I think the front mounted equipment is better though so I sway in that direction.

In regards to a cab, I have pretty much decided to put a curtis Cab on my tractor and add the heater that runs off of the coolant. Probably get the soft sided version unless someone tells me why that's a mistake.

Still looking for suggestions as to specific equipment recommendations from anyone out there.
Thanks a bunch. Paul in VA


----------



## Winterized (Mar 3, 2007)

I have a JD 4300 with loader........
Put a standard BobCat type qwik hitch on the front replacing the stock JD type system.....
Modified a Farm & Barn cheepo 3 point backblade to go on the front with hyd. swing....

Bought a very nice heavy duty Woods backblade for the rear....
Could side shift the rear blade to kick the front blade windrow over even further.....
You can plow forward, making a pretty wide swath......
And put the bucket back on in a minute if needed....

Never really had much use for it after I made all this stuff, more of a fun to make thing...
I have since sold the blades. But the system did work fine.

If...... I were do it over, I would get a used truck plow and put a BobCat plate on it.
I had the back blade... so I used that. Way too much work.


----------



## Polkyman (Dec 22, 2009)

Makes a lot of sense. Probably the best compromise between the "perfect" setup and the ultimate cost considerations. I'll seriously explore this option.
Thanks for the insight.


----------



## Kubota 8540 (Sep 25, 2009)

Does your Kubota L3130 4WD have a loader? if so does it have the quick attach bucket ? Front blade an absolute yes!


----------



## Polkyman (Dec 22, 2009)

Yes it does have a loader but I don't have the quick disconnect bucket. I am adding that feature very shortly though. Penny wise, dollar foolish when I bought the tractor without the right options. Didn't know then what I know now.


----------



## Kubota 8540 (Sep 25, 2009)

Polkyman;931913 said:


> Yes it does have a loader but I don't have the quick disconnect bucket. I am adding that feature very shortly though. Penny wise, dollar foolish when I bought the tractor without the right options. Didn't know then what I know now.

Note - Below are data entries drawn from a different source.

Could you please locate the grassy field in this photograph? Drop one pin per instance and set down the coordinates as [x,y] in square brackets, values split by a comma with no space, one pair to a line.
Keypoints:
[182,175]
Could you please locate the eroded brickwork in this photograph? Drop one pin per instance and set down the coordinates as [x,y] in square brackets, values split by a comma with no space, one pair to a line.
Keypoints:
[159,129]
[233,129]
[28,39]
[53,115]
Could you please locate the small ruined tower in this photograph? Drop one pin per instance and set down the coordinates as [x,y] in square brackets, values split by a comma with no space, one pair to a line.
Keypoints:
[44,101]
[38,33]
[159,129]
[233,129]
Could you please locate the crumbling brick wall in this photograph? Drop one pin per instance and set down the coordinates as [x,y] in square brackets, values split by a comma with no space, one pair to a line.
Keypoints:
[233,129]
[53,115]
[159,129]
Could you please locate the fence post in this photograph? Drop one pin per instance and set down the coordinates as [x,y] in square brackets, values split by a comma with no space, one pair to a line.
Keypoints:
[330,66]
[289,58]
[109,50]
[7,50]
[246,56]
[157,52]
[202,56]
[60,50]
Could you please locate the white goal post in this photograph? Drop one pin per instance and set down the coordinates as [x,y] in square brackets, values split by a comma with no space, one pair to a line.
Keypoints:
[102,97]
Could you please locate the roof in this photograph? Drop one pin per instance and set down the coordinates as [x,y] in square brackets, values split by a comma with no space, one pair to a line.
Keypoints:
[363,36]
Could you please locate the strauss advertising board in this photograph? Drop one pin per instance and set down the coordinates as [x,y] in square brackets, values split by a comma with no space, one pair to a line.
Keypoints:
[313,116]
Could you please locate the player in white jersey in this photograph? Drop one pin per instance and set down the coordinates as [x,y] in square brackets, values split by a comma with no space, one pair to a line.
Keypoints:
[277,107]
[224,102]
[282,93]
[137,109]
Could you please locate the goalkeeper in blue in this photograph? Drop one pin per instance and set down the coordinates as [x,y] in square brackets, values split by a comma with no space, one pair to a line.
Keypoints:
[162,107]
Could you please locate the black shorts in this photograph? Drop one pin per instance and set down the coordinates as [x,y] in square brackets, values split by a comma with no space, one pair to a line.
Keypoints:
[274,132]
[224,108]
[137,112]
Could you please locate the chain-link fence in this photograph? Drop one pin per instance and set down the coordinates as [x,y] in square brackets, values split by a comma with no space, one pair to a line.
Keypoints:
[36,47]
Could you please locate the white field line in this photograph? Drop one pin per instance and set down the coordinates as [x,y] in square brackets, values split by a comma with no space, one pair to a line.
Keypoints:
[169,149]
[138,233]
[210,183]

It's an excellent option to have! I can switch out attachments in under 1 minute. I also had the xtra hydraulic option plumbed down the loader to just above the bucket so I can run a plow, post hole digger, trencher, etc. I now have 2 pair of hydraulic remotes up front so I can run a v plow also. Wish I had got the air ride seat? $800 and the 3rd rear hyd remote $1,200 Other than that all 85 hp turbo is gooood !!!


----------